Non nasconde quello che ha sempre pensato, papa Francesco, parlando ai leader di altre religioni e di altre denominazioni religiose. All’università cattolica di Tirana il Papa incontra musulmani, evangelici, ortodossi, cattolici e bektashi (una confraternita islamica di derivazione sufi) e li sprona a continuare il dialogo senza aver paura del «fantasma del relativismo. Non si può dialogare se non si parte dalla propria identità, altrimenti è un dialogo fantasma, sull’aria, che non serve», dice papa Francesco. Non si può far finta di essere qualcosa di diverso da ciò che si è, «questo sì, è relativismo», spiega papa Francesco. E aggiunge che «quello che ci accomuna sulla strada della vita, partendo dalla propria identità, è la buona volontà di fare del bene ai fratelli. Poi si può andare avanti sul dialogo teologico, quello è bello, senza mascherarlo, senza ipocrisie».
Il pomeriggio a Tirana parte da uno degli incontri che sta più a cuore a Bergoglio e che gli permette di sottolineare che «l’Albania è stata tristemente testimone di quali violenze e di quali drammi possa causare la forzata esclusione di Dio dalla vita personale e comunitaria. Quando, in nome di un’ideologia, si vuole estromettere Dio dalla società, si finisce per adorare degli idoli, e ben presto l’uomo smarrisce sé stesso, la sua dignità è calpestata, i suoi diritti violati. Voi sapete bene a quali brutalità può condurre la privazione della libertà di coscienza e della libertà religiosa, e come da tale ferita si generi una umanità radicalmente impoverita, perché priva di speranza e di riferimenti ideali». Sottolinea con forza che «la religione autentica è fonte di pace e non di violenza! Nessuno può usare il nome di Dio per commettere violenza! Uccidere in nome di Dio è un grande sacrilegio! Discriminare in nome di Dio è inumano».

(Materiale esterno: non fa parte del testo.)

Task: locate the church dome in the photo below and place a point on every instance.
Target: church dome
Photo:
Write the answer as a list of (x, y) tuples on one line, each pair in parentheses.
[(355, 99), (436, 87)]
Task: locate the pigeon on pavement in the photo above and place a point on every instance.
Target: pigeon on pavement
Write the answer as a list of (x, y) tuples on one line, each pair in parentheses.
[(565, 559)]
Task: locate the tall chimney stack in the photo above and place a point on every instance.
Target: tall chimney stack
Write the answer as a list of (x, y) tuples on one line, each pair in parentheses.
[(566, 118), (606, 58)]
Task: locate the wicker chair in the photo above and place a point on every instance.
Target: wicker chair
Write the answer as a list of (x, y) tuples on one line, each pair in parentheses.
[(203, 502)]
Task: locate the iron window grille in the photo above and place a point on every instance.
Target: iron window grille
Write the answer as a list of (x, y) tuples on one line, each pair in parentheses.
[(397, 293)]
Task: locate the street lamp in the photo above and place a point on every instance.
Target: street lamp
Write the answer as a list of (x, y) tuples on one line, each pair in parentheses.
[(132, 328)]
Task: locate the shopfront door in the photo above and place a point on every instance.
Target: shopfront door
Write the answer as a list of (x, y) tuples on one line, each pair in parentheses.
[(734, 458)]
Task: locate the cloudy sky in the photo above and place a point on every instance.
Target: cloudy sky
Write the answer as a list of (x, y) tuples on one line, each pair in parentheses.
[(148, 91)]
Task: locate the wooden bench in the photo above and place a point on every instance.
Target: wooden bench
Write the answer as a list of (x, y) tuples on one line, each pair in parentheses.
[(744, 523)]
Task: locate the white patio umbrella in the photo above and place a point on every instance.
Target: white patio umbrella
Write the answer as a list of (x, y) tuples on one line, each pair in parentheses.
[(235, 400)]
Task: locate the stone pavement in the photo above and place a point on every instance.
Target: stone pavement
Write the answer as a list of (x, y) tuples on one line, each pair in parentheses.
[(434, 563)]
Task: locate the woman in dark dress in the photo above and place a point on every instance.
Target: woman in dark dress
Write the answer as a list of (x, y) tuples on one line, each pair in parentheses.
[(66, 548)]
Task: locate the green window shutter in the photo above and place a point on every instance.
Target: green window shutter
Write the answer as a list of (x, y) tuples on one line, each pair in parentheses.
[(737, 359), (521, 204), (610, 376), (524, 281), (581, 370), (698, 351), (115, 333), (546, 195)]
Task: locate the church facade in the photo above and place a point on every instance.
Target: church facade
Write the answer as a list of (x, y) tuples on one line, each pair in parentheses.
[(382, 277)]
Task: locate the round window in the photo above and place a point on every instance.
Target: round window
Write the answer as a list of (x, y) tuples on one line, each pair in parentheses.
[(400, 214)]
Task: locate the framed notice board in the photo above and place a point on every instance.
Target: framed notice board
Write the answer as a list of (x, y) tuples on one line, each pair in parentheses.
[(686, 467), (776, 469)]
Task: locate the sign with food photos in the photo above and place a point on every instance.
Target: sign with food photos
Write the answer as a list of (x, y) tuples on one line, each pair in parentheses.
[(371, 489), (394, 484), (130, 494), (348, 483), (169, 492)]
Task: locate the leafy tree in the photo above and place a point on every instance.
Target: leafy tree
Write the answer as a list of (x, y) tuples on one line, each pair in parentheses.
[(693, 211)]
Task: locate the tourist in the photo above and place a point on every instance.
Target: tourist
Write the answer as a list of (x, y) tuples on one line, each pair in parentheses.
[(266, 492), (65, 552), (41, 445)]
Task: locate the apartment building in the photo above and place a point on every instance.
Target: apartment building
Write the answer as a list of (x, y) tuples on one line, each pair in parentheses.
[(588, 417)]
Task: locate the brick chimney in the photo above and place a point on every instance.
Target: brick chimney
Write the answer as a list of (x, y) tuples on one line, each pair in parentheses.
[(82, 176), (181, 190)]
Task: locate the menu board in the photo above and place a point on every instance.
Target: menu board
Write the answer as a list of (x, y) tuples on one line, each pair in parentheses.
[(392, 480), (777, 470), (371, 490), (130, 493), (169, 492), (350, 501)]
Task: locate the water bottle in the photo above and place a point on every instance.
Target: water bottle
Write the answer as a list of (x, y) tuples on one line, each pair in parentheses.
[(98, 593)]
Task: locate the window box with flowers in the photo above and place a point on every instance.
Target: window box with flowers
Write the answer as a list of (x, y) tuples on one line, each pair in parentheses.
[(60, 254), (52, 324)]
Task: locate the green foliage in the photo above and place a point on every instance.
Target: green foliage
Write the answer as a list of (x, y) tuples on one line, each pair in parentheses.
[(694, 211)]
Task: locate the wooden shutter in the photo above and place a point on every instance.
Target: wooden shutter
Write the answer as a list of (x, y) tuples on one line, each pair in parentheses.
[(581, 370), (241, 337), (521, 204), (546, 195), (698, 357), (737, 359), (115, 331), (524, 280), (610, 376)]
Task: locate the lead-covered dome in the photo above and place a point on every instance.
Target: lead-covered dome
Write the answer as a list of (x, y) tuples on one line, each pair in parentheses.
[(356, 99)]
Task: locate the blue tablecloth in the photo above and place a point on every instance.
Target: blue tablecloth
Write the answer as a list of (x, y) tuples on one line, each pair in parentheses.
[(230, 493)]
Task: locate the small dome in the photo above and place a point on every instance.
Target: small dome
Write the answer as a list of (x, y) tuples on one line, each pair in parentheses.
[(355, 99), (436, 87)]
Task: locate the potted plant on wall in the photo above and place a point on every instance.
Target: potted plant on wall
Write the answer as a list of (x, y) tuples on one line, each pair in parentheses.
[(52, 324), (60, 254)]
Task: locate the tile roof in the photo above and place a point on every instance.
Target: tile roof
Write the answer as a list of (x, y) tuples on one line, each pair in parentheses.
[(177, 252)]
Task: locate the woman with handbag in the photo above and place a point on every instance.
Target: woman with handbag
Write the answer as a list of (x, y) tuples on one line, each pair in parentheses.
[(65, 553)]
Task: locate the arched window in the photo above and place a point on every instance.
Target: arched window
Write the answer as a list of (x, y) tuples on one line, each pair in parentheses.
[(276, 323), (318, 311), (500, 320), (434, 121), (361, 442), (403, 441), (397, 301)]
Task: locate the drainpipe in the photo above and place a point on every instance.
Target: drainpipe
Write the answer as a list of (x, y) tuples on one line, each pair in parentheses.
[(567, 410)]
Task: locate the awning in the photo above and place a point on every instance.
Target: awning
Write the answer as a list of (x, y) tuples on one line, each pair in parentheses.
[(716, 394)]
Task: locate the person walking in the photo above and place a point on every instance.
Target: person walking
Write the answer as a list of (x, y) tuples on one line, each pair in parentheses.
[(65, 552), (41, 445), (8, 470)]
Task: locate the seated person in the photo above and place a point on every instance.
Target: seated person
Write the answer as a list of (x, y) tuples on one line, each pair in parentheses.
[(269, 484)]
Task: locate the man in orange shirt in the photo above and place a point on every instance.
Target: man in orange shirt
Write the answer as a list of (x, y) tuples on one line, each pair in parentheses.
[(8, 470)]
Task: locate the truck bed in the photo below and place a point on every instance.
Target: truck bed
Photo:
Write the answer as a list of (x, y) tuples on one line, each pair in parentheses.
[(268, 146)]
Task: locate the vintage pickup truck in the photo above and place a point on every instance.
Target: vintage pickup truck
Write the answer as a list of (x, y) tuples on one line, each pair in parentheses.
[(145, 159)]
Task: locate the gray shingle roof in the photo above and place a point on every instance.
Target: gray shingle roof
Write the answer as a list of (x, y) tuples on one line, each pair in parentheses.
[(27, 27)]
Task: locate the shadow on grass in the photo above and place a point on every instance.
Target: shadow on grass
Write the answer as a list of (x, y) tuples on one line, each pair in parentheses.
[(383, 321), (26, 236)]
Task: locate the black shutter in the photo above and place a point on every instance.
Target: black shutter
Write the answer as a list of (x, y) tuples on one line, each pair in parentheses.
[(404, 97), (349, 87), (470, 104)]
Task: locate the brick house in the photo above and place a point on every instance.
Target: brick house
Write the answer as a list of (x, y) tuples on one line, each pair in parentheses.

Il Papa suggerisce due atteggiamenti per promuovere la libertà religiosa: il primo è quello di vedere «in ogni uomo e donna, anche in quanti non appartengono alla propria tradizione religiosa, non dei rivali, meno ancora dei nemici, bensì dei fratelli e delle sorelle. Chi è sicuro delle proprie convinzioni non ha bisogno di imporsi, di esercitare pressioni sull’altro: sa che la verità ha una propria forza di irradiazione. Tutti siamo, in fondo, pellegrini su questa terra, e in questo nostro viaggio, mentre aneliamo alla verità e all’eternità, non viviamo come entità autonome ed autosufficienti, né come singoli né come gruppi nazionali, culturali o religiosi, ma dipendiamo gli uni dagli altri, siamo affidati gli uni alle cure degli altri. Ogni tradizione religiosa, dal proprio interno, deve riuscire a dare conto dell’esistenza dell’altro».
E un secondo atteggiamento «è l’impegno in favore del bene comune. Ogni volta che l’adesione alla propria tradizione religiosa fa germogliare un servizio più convinto, più generoso, più disinteressato all’intera società, vi è autentico esercizio e sviluppo della libertà religiosa. Questa appare allora non solo come uno spazio di autonomia legittimamente rivendicato, ma come una potenzialità che arricchisce la famiglia umana con il suo progressivo esercizio. Più si è a servizio degli altri e più si è liberi!».